I have the following method which serves to extend an existing key-value map — e.g. a result of a db query — with other object(s) of the same type.

export function extendWith<
  T extends { id: string | number },
  O =
    | (T["id"] extends string | number ? Record<T["id"], T> : never)
    | (T["id"] extends string | number ? Partial<Record<T["id"], T>> : never)
>(obj: O, vals: T | T[]): O {
  const extended = { ...obj };
  const values = Array.isArray(vals) ? vals : [vals];

  for (const val of values) {
    if (val !== undefined) {
      const prop = val["id"];

      if (
        typeof prop === "string" ||
        typeof prop === "number" ||
        typeof prop === "symbol"
      ) {
        (extended as any)[prop] =
          prop in obj ? { ...(obj as any)[prop], ...val } : val;
      }
    }
  }

  return extended;
}

When I call it as follows, all is well, i.e. I get a typescript error on the last line correctly stating that the type of name of the object I'm passing in is wrong.

interface Photo {
  id: number;
  name: string;
}
const photos: { [key: number]: Photo } = {
  1: { id: 1, name: "photo-1" },
  2: { id: 2, name: "photo-2" }
};
const extendedPhotos = extendWith<Photo>(photos, { id: 4, name: 3 });

Now, when I remove the explicit parameter <Photo> in the extendWith call on that last line, the typescript error disappears. I assume this has to do with typescript generic inference.
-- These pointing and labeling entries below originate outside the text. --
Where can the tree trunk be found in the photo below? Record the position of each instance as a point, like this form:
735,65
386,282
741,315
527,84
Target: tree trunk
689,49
Does anyone know a way to achieve the inference being correct? Any tips to send me on the right path are much appreciated!

A sandbox to play with available here.

CodePudding user response：

Firstly, It looks like your first overload is unnecessary, as you're saying that when the id is a string or a number, the returned object is either Partial<O>, or a full O. O will always be valid when mapped to a Partial<O> type, so you can just say its type is Partial<O>.
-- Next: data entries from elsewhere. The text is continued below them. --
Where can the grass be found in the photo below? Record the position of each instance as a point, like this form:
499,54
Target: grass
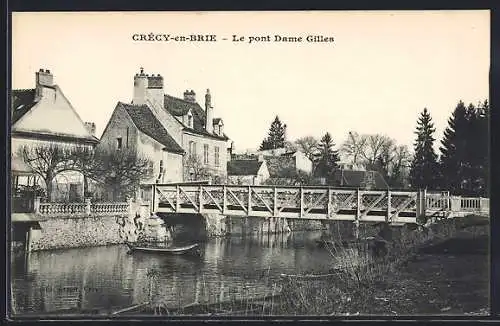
404,280
367,284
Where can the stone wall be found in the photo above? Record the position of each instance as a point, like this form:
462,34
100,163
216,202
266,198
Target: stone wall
59,233
88,231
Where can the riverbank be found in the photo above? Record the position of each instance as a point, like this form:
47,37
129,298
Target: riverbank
447,273
442,271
With regards to the inference, if you let TypeScript infer the type it will use your input to infer the output of the function. What it seems you are asking for is that the function's second argument MUST be of type Photo, which isn't inference, and can't be inferred unless you pass it a variable that is of type Photo already. For TS to infer, you'd need to replace your last line with something like:

const myPhoto: Photo { id: 4, name: 'my-photo' };
const extendedPhotos = extendWith<Photo>(photos, myPhoto);

So that TypeScript can use the information from the input values to infer the output value.

CodePudding user response：

This can be done (though this example will need extending):

type Index = string | number;
type ObjectWithIdIndex = { id: Index };

function extendWith<O extends Record<Index, ObjectWithIdIndex>>(obj: O, v: O[keyof O]): O {
    (obj as Record<Index, ObjectWithIdIndex>)[v.id] = v;

    return obj;
}

The types of these parameters can be reduced to:

• requiring that obj is an object with values that have id properties. We can constrain this by only accepting types that extend Record<Index, ObjectWithIdIndex>. So the following should give a type error:

extendWith(null, { id: 3, name: "photo-4" }); 
extendWith({ abc: 1 }, { id: 3, name: "photo-4" });

• requiring that v is of the same type as of the values of obj. We can constrain this with O[keyof O]. As keyOf is a union of the properties of obj, O[keyof O] is a union of the values of these properties. The following should also give a type error:

interface Photo { id: number; name: string; }

const photos: Record<number, Photo> = {
  1: { id: 1, name: "photo-1" },
  2: { id: 2, name: "photo-2" }
};

extendWith(photos, { id: 4, name: "photo-4", abc: 2 });
extendWith(photos, { id: 4, name: 1 });
extendWith(photos, { name: "abc" });
extendWith(photos, null);

When calling extendWith, typescript will infer a more specific type for obj than Record<Index, ObjectWithIdIndex>. This has the consequence that:

• We can use this type to infer the types of obj's values and then constrain v.
• We can no longer assign new properties to obj as typescript doesn't know if obj is still an extensible Record type (eg. { a: 1 } is a subtype of Record<string, number>, but new properties can't be assigned to it). We can however cast obj back to its more generic type and then extend it.